Materialise detailed their long-term software strategy in a press conference today.
The Belgian company might be thought by some as a 3D print service, but they’re actually far more than that. They have a very significant software toolset that is used by additive manufacturing operations worldwide. Their Magics software, for example, is almost universally used by production AM workshops to set up print jobs. They’ve built tools to enable mass customization applications, including eyewear.
Materialise has been deploying different tools for years, all with the goal of enabling manufacturers to effectively use AM technology.
While this approach has been successful for many years, Materialise is set to transform their software platform into something much more flexible.

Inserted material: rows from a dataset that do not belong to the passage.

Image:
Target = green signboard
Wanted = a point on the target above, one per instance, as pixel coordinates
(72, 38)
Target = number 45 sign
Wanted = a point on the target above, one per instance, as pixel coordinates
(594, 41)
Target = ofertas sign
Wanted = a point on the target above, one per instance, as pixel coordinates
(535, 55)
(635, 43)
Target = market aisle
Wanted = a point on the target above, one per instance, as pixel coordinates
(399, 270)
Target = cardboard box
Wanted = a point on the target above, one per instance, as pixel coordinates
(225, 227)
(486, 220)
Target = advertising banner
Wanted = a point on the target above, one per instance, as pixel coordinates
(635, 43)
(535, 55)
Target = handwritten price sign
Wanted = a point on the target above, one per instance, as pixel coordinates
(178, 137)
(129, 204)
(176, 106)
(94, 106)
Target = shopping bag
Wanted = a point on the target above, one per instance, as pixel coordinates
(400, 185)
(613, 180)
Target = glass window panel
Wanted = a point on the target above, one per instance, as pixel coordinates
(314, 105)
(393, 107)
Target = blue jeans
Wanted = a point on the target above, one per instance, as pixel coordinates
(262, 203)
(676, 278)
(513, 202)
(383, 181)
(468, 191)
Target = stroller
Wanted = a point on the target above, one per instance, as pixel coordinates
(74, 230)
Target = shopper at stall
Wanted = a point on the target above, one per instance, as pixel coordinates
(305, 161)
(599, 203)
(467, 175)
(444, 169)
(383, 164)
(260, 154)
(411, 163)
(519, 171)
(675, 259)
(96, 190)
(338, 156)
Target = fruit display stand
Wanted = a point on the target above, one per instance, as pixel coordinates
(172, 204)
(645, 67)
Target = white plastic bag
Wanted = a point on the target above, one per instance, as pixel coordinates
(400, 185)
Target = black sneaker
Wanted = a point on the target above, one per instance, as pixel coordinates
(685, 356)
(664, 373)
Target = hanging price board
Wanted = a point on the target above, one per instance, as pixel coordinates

The reasons behind this strategy are two-fold. First, they have always believed that increased automation is beneficial for AM operations. But secondly there’s COVID-19.
COVID-19 Effects on AM
The pandemic has significantly affected many businesses, and one of the specific effects has been a breakdown in supply chains. These have been carefully crafted over decades to perform highly efficient just-in-time delivery of components through complex shipping networks. The pandemic dented these networks, causing significant disruption. In the end many businesses simply found themselves without supplies.
Many of these businesses realized the root cause of their supply issues was too strong a dependence on efficient — but fragile — supply chains. The antidote to this dilemma is to use a more flexible supply chain, one that is distributed and thus more robust.
A key element of that flexibility is the capability to make different parts on demand. Typically modern factories, though efficient, take months to configure before production can commence. An attractive alternative for many types of production has been 3D printing technology, which can, in theory, produce different parts on demand.
Like others in our industry, Materialise observed this push towards use of AM by their clients. However, there is a persistent problem in many factories.
According to Materialise CEO Bart Van der Schueren:
“Usually the 3D printers operate as a silo, separated from the rest of the production environment.”
Further, most AM systems are operated by standalone software that resides on site. This tends to isolate the operation of the AM equipment from the usually highly integrated remainder of the factory. The problem can be even worse as equipment from multiple vendors often cannot be centrally managed, even with on-premises software.
Distributed Production and AM
The big problem occurs when you combine these factors together.
Many manufacturers now want to develop more flexible and resilient factory operations. This requires a way to distribute the operation across a geography, yet still manage all activity centrally. This should be achievable with integrated factory software that’s often used by manufacturers.
Except for those 3D printers in the corner of the factory.
The result of this collision is that 3D printing technology will be left out of the emerging distributed manufacturing networks, unless someone creates software that can provide cloud-based management for AM equipment that integrates with factory systems.
Materialise wants to be that creator, and consequently their strategy is to develop a software platform to do just that. They’ve recently taken out an option to acquire a third party service that already has some of this functionality, and that could speed up their deployment. Materialise says they could have this functionality available in 2022.
This is quite important because the pandemic has caused manufacturers to begin moving to these distributed configurations now, whereas in pre-pandemic days such a switch was more aspirational.
If Materialise is successful this could not only enable distributed manufacturers to incorporate AM into their networks, it could generate an overall increase in AM usage: even today centralized factories have trouble integrating AM approaches due to their siloed software tools. That barrier would evaporate quickly under Materialise’s cloud software strategy.